>I guess the problem people are having with my thesis is that they >are willing to accept (a) the mathematical existence of S, similar >to that of the object 6, and they are willing to accept (b) the >mathematical existence of a bijection f from w_1 to P(N), similar >to that of the object 6, but they are not willing to accept both >(a) and (b), because the object 6 is special -- it really and truly >exists in some sense, and that property of really existing cannot be >shared by contradictory objects like S and f.

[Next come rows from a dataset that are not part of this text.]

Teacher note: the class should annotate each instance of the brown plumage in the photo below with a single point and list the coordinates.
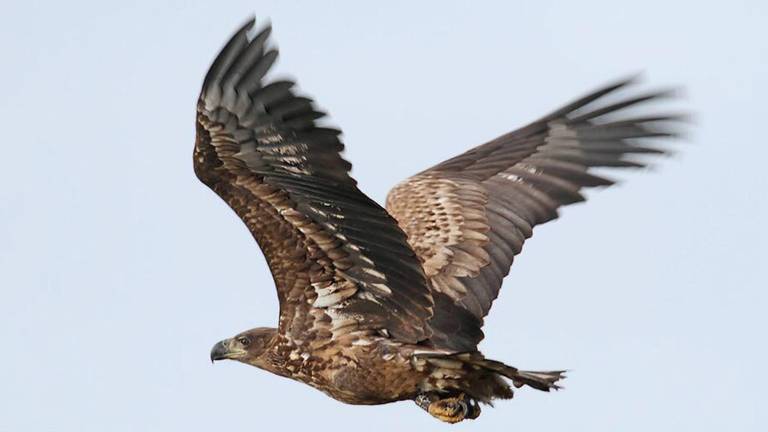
(383, 305)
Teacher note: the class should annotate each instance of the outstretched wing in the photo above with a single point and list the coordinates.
(339, 261)
(468, 216)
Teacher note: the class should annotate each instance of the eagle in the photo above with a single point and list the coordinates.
(379, 304)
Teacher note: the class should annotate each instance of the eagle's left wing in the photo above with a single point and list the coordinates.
(469, 216)
(339, 260)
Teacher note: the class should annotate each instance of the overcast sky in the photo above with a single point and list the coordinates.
(119, 270)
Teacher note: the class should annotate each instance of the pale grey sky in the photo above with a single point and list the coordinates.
(119, 270)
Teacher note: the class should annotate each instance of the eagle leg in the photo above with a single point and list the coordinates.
(450, 410)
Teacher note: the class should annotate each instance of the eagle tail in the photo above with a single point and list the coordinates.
(540, 380)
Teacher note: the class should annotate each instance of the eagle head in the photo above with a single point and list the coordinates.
(247, 347)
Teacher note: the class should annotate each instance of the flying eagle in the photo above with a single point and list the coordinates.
(381, 305)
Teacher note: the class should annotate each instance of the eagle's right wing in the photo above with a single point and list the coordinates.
(468, 217)
(339, 260)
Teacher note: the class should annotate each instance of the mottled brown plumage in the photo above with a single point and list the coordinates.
(378, 306)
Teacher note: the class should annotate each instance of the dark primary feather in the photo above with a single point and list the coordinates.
(469, 216)
(340, 262)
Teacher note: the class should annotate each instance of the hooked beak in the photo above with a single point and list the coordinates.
(220, 351)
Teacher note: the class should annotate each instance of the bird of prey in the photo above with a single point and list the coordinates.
(381, 305)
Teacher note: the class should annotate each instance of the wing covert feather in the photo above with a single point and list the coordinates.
(339, 260)
(468, 216)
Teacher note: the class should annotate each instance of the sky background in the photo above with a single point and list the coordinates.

I don't think that's right at all. It doesn't have anything to do with 6 being special.
To get it back to a traditional paradox, let's say that there is a strong man, Hercules, who can lift any rock, no matter how heavy. Let's also say that there is a rock, the Heavystone, that is so heavy that no man can lift it.
It's conceivable that there could be a Hercules. It is conceivable that there could be a Heavystone. But certainly it is impossible for *both* to exist. If Heavystone exists, then there is no man who can lift any rock. If Hercules exists, then there is no rock that is too heavy to lift.
Some pairs of defined objects are mutually inconsistent: they can't both exist.
Now, there might be a way to weasel out of it by talking about "possible universes": Hercules exists in one possible universe, and Heavystone exists in a different possible universe. But then you're waffling about the meaning of the word "exists". Do you mean exists within *one* universe, or exists within *any* universe?